Con un richiamo alla saggezza dell’ateniese Pericle, padre della democrazia greca, che invitava a prepararsi al futuro per non esserne travolti, Porro ha offerto la collaborazione piena di Unindustria se Como saprà imboccare tale strada». Che dovrebbe coinvolgere l’urbanistica: «Ci sono città in ogni parte del mondo che hanno completamente cambiato il loro destino grazie alla rigenerazione di alcuni quartieri divenuti il loro simbolo, la loro bandiera. Pensiamo a ComoNExT a Lomazzo o a strutture analoghe sorte a Milano e Torino come Copernico o Talent Garden.
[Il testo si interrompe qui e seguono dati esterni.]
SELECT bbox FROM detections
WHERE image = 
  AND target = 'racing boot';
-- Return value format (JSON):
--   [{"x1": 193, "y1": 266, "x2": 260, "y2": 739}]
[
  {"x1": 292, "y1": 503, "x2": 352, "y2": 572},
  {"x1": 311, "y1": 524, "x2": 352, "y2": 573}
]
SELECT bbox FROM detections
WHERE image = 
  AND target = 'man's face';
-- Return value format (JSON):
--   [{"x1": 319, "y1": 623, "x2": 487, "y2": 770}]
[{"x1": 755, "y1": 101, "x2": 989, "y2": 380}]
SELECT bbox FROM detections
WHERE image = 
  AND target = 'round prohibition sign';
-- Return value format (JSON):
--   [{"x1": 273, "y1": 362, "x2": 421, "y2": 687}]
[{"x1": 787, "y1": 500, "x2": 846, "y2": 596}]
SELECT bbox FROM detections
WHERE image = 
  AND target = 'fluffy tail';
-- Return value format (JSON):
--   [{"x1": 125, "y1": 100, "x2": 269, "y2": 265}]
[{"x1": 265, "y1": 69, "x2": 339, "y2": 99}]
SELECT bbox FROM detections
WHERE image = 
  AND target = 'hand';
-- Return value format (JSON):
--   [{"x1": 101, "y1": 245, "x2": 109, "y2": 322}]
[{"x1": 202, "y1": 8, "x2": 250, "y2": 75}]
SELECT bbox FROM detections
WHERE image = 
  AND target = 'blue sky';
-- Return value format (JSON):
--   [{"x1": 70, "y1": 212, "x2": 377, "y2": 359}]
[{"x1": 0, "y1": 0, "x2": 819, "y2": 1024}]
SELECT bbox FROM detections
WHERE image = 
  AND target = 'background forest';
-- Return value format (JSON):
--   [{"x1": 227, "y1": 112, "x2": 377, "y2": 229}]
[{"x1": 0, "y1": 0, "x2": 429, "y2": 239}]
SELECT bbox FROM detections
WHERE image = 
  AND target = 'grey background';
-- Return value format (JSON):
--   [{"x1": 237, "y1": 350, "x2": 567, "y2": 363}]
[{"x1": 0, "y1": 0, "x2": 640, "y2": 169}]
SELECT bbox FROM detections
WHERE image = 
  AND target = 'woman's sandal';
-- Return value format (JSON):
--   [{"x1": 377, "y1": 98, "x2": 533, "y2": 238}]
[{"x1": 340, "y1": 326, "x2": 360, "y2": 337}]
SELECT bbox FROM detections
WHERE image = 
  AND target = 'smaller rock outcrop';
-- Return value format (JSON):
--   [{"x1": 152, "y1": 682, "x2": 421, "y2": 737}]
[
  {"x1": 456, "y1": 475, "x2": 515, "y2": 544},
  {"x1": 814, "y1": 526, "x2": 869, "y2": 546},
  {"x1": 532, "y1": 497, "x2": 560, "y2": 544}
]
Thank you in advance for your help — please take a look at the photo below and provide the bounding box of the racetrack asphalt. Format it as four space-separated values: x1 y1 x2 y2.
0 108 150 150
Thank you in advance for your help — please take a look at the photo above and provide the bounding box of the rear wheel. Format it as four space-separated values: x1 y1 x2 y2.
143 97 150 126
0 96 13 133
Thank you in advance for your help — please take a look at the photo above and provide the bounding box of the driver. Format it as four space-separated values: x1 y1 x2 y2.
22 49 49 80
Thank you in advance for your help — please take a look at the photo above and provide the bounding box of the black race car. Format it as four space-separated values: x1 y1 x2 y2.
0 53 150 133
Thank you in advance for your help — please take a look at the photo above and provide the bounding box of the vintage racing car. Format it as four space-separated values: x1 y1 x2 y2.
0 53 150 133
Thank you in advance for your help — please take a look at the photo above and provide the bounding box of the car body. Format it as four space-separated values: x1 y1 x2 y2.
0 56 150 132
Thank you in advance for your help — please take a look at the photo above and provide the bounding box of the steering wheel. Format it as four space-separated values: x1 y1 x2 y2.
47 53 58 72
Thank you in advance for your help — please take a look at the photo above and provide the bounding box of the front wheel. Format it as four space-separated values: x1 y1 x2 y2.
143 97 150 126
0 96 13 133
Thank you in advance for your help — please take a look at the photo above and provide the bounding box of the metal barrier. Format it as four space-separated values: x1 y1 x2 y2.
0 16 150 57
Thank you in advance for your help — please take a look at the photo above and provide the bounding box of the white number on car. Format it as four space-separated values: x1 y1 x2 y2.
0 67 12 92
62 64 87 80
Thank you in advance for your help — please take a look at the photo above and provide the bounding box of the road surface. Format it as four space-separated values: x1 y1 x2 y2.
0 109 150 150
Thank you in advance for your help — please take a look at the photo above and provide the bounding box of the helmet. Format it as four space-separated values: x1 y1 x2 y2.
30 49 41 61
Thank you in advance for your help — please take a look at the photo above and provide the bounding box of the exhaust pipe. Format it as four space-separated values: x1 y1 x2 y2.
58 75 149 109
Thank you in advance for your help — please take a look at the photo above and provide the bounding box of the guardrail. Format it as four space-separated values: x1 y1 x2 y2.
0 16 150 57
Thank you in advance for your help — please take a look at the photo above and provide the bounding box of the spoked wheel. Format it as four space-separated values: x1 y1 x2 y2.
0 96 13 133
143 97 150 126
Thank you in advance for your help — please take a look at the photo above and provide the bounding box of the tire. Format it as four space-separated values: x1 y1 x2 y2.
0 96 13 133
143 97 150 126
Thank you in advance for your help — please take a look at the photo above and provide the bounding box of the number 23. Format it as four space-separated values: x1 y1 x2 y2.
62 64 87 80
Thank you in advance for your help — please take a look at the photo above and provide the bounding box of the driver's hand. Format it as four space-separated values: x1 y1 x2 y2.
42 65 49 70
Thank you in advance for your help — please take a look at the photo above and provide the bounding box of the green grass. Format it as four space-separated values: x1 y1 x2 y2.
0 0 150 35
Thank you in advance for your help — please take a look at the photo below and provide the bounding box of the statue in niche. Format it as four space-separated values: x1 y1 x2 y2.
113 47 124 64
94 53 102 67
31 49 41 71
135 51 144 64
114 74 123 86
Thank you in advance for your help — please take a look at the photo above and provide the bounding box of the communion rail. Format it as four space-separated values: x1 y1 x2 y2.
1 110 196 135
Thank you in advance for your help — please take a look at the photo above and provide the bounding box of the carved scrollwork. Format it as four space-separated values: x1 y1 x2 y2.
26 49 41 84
Si tratta di iniziative potentissime che in pochi anni hanno creato le condizioni ideali, l’humus, per la nascita di nuova imprenditorialità e assunzioni di giovani di talento».

Il momento può essere propizio, la tecnologia può dare una mano anticrisi. A patto di formare lavoratori competenti e aggiornati. Il che non significa dimenticare la vocazione manifatturiera del territorio. «L’Italia e l’Europa sono leader mondiali in molti settori – ha ricordato Porro – come i settori apparentemente più tradizionali come tessile-abbigliamento, legno-arredo, meccanica di base, servizi e turismo». Per vincere la sfida della competitività globale dobbiamo però risolvere seriamente il « gap infrastrutturale»: «Abbiamo ancora troppe opere pubbliche a cui occorre manutenzione straordinaria o che devono essere completate come, per restare al nostro territorio, la tangenziale di Como e la Pedemontana. Abbiamo necessità di accorciare i tempi, ancora troppo lunghi, che servono per percorrere i pochi chilometri che separano i capoluoghi della Lombardia». E l’altro grande fardello irrisolto è la burocrazia: «È assurdo che nelle nostre aziende dobbiamo dedicare persone a sciogliere gli intricati nodi degli adempimenti burocratici. Provate a chiedere a un imprenditore cosa desideri maggiormente dallo Stato, dategli solo una possibilità. Difficilmente risponderà che vuole un contributo economico. La maggior parte sarà unanime nell’affermare che vuole essere messa nelle condizioni per lavorare. Che vuole competere ad armi pari con le aziende di altri Paesi che non sono afflitte da pesanti oneri burocratici». E ha lanciato un appello concreto ai parlamentari e ai consiglieri regionali: «Nel 2021 l’Europa riaprirà le valutazioni per concedere alle nazioni nuove aree di Economia Speciale. Il nostro territorio ne ha i requisiti. Un territorio con semplificazioni burocratiche per le imprese e tassazioni contenute per i nuovi insediamenti diverrebbe estremamente competitivo».